Indian society already marginalises women and exerts a lot of control over their mobility and sexuality, which makes it difficult for them to escape the family fold.

Their families don’t see trans men or transmasculine people as having their own autonomy or agency, and blame others for influencing them, Khare said.

Trans men also face more difficulties in accessing gender-affirmation surgery, particularly bottom surgery, according to Khare. “There is not enough knowledge in the community about bottom surgery, and the doctors and healthcare providers who perform this surgery are few and not well known,” they said, adding that these procedures can be risky in India.

Many NGOs help transgender people in India, both with surgery and their welfare.

Rudra was determined to continue with his top surgery, and was lucky to get financial and medical help from an Indian NGO.
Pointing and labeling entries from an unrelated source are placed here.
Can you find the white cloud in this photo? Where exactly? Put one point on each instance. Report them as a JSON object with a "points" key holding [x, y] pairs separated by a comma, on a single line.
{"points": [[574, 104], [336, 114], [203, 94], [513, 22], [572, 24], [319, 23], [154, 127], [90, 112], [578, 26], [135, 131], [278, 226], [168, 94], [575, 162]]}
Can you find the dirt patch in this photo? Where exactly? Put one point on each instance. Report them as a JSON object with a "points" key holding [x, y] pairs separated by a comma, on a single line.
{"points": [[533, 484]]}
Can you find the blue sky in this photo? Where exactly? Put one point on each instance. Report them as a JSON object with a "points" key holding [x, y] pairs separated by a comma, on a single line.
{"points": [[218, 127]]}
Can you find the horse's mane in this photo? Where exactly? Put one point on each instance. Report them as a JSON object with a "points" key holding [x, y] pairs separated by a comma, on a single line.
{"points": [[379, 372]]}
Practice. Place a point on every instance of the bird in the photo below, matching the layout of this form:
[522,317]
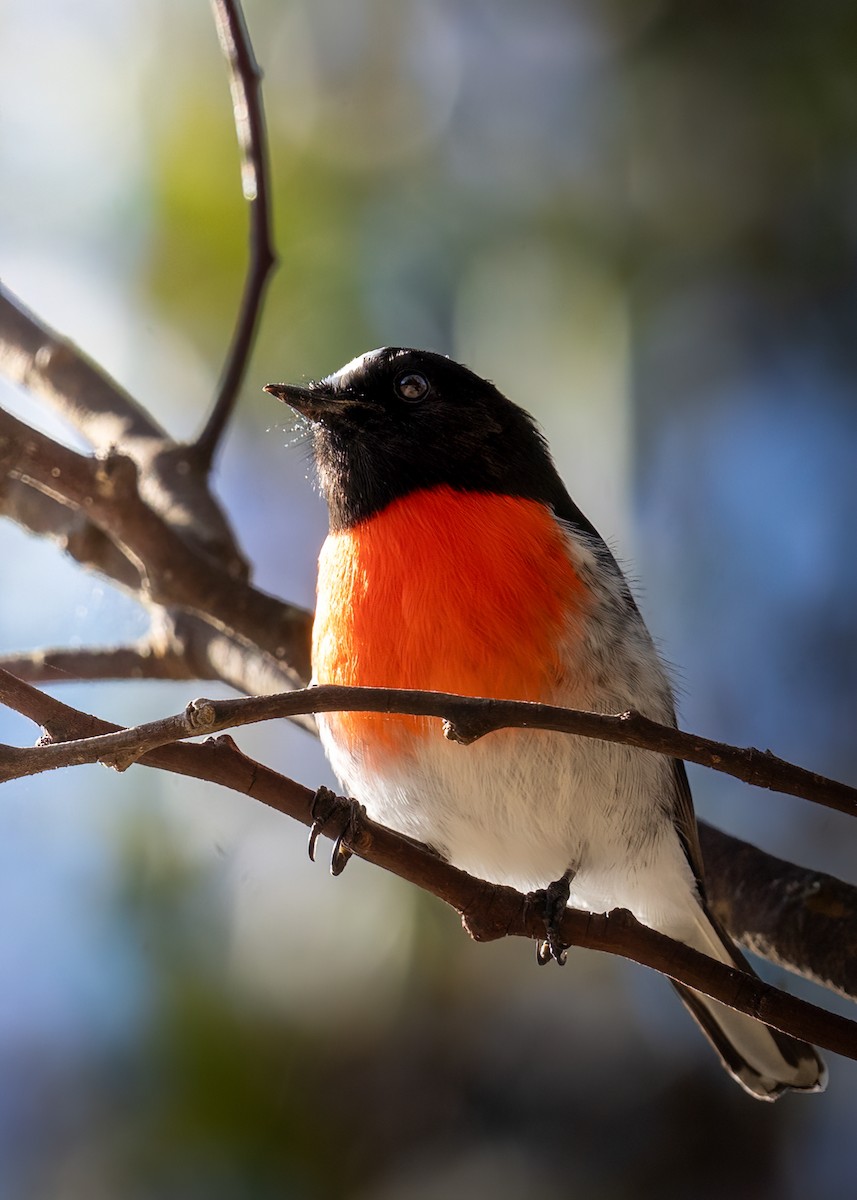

He has also been taking hormones, which have deepened his voice. “My family was taken aback when they heard my voice. They have no idea what it means to be a trans man,” he said. While his family is concerned with preserving their reputation, Rudra’s priority is living his life under his true identity.

Alongside other trans men who are healing from their surgeries, Rudra is currently being cared for by Tweet Foundation, in a short-stay shelter house in Delhi where Sowmya Gupta works. “She understands our struggles and treats us very well,” he said.